そういう境遇で発信される文章は、なんといったらいいのだろう。まるで雨に打たれた石のようにみずみずしくて、輝いているのだ。
そして、ふっとモネが白内障の目で描いた世界を思い出したのです。
生涯、言葉と向き合ってきた詩人は、大切な何かを奪われても、奪われたままの世界で、やっぱり読み手の心を静かに揺さぶってくれる詩人でした。
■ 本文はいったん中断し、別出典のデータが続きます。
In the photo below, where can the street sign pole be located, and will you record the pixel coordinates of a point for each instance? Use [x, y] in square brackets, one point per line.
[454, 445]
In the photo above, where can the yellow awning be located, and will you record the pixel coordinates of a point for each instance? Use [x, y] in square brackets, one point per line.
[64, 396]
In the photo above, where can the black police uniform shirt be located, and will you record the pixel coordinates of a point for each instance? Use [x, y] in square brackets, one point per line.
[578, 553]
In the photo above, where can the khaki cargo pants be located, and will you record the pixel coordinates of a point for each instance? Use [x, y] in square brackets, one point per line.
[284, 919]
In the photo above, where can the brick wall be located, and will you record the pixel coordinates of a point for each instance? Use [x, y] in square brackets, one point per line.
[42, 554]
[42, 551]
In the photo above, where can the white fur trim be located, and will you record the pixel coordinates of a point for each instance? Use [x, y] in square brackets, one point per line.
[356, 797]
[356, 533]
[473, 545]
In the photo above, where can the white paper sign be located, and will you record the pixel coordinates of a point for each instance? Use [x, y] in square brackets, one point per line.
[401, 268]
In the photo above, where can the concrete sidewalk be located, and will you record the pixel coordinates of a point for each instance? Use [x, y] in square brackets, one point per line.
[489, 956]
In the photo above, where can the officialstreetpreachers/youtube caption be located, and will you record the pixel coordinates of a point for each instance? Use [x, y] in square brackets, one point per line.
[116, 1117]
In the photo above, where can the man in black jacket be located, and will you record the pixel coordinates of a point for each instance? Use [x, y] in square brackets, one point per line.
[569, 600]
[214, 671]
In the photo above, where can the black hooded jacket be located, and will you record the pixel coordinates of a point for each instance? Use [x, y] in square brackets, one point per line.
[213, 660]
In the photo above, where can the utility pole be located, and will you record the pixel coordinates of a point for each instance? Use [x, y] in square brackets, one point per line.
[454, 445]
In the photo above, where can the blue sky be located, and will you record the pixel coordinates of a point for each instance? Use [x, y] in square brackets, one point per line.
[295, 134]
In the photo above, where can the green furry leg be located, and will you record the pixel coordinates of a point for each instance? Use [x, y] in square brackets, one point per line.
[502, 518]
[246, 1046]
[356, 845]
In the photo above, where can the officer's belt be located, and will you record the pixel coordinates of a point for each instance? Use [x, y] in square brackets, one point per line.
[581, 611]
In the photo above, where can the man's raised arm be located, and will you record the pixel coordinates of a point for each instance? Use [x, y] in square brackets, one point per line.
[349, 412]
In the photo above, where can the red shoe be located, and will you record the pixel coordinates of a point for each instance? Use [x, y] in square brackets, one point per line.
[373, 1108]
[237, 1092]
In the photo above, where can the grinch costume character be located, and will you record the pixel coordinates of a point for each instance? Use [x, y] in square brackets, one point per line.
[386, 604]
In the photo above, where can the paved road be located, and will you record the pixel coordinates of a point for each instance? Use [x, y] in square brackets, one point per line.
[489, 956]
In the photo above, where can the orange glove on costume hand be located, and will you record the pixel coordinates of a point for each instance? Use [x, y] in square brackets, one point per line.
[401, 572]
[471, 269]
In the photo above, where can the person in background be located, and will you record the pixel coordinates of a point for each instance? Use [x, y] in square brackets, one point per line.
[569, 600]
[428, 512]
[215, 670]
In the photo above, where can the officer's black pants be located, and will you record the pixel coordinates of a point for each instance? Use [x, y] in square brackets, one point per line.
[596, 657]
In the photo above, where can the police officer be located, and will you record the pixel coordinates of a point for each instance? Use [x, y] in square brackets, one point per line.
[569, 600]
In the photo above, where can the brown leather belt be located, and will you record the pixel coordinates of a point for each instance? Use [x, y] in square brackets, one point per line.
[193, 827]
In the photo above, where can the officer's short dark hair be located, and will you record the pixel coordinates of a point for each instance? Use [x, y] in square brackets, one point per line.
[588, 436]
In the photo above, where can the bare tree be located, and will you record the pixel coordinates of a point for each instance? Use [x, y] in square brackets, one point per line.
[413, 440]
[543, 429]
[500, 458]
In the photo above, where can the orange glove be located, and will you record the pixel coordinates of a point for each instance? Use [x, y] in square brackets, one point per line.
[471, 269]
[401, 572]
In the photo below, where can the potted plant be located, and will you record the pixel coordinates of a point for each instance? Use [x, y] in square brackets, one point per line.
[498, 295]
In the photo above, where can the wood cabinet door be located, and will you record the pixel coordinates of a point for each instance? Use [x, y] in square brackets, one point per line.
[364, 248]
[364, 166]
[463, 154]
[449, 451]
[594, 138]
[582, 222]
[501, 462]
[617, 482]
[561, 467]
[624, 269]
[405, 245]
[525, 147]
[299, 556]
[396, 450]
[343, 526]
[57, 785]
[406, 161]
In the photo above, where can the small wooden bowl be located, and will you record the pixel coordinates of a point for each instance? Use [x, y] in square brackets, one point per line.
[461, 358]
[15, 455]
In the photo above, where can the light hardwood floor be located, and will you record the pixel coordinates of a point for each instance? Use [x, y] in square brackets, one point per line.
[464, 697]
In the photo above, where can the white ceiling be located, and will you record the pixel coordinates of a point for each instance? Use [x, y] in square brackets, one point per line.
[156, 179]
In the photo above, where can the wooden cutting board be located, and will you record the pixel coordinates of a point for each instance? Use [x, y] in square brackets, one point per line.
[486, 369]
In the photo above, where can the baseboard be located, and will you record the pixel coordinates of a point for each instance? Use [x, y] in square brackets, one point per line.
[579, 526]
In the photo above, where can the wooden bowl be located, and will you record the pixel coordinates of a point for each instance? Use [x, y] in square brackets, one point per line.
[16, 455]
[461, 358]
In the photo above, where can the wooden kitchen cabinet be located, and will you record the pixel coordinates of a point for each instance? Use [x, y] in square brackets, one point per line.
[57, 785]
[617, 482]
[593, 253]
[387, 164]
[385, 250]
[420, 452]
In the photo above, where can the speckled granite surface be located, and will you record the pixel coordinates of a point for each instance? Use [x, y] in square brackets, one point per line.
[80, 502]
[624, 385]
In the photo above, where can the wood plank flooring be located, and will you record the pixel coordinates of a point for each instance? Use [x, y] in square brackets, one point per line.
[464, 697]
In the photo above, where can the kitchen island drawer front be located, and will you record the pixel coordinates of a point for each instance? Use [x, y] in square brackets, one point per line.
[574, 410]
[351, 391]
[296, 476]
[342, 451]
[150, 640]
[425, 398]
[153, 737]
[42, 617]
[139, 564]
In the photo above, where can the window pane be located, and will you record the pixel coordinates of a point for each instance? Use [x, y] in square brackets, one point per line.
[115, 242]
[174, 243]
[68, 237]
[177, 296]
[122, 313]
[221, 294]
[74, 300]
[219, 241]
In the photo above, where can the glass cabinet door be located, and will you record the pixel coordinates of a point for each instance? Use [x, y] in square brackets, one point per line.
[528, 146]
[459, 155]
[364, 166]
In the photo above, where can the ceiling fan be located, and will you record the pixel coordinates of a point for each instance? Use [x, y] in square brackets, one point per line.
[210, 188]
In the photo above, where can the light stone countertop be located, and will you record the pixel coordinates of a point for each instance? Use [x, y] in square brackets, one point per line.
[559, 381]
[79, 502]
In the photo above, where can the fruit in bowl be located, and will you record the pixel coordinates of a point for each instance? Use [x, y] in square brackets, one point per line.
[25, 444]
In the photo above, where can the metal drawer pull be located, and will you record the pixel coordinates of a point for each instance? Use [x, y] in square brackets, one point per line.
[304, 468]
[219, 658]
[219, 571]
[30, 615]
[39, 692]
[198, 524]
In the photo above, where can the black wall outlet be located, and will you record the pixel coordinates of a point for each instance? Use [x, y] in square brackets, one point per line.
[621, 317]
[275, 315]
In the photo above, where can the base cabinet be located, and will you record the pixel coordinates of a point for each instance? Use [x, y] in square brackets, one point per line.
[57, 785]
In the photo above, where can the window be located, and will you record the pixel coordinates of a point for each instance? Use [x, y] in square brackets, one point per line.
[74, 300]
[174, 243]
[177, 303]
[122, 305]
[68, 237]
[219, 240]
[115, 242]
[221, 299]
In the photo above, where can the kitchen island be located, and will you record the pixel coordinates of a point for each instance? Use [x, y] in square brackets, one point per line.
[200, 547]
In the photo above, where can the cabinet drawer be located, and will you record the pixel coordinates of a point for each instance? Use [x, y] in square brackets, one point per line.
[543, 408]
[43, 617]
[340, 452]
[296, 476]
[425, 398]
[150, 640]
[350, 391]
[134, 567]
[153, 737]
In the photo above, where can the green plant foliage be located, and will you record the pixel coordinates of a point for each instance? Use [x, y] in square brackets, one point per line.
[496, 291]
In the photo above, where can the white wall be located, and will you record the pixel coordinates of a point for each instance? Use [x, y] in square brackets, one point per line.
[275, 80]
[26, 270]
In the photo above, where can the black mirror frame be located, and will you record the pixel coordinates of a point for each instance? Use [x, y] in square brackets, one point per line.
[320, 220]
>・・・五感が老いて、ボケもひどくなりました。だけれども、不思議と感じ方が変わったということはありません。そのときによって、五感のうちのどこで感じるかが変わっておるのでしょう。
たとえば水面に波紋が広がれば、それが私にとっての音です。涼しい風が吹いても風の音は聞こえませんけれど、波紋を見たり葉っぱが揺れるのを見ると風の音が聞こえるようです。人間は、五感を働かせていることが、生きているということなのでしょう。五感の感ずるままに、えこひいきしないであるがまま眺める気持ちになったとき、何かを書きたくなるのです。
人生を大休み、小休み、中休みにたとえ、最後に大休みにかえっていく生き方を「かれんな」というまどさんの言葉に、感動します。まあまあ、そこそこ暮らしている自分も、そうだ、かれんではないかい? 認めてやろう。そう思ったら、鼻の奥がつんとしてきた。


まどさんは、小さなノート(日記帳)の最初のページに「よろしくお願いします」と書く。謙虚で、朗らかで、ちょっと皮肉な1ページ目は、虹のようにも見える。
ノートには、「?」「!」という記号が多くなるそう。「これなんだろう」「あれなんだろう」の「?」はどこにでもある、といいます。そして、「?」は「!」(感嘆符)に変わっていく。

>世の中に「?」と「!」と両方あれば、ほかにはもう、何もいらんのじゃないでしょうかね?
小さな「?」のあと、「ま、いいか」になってしまうことの多いわたしは、今日、いくつ「?」を見つけられるか。そして、それをいくつ「!」を変えられるだろうか。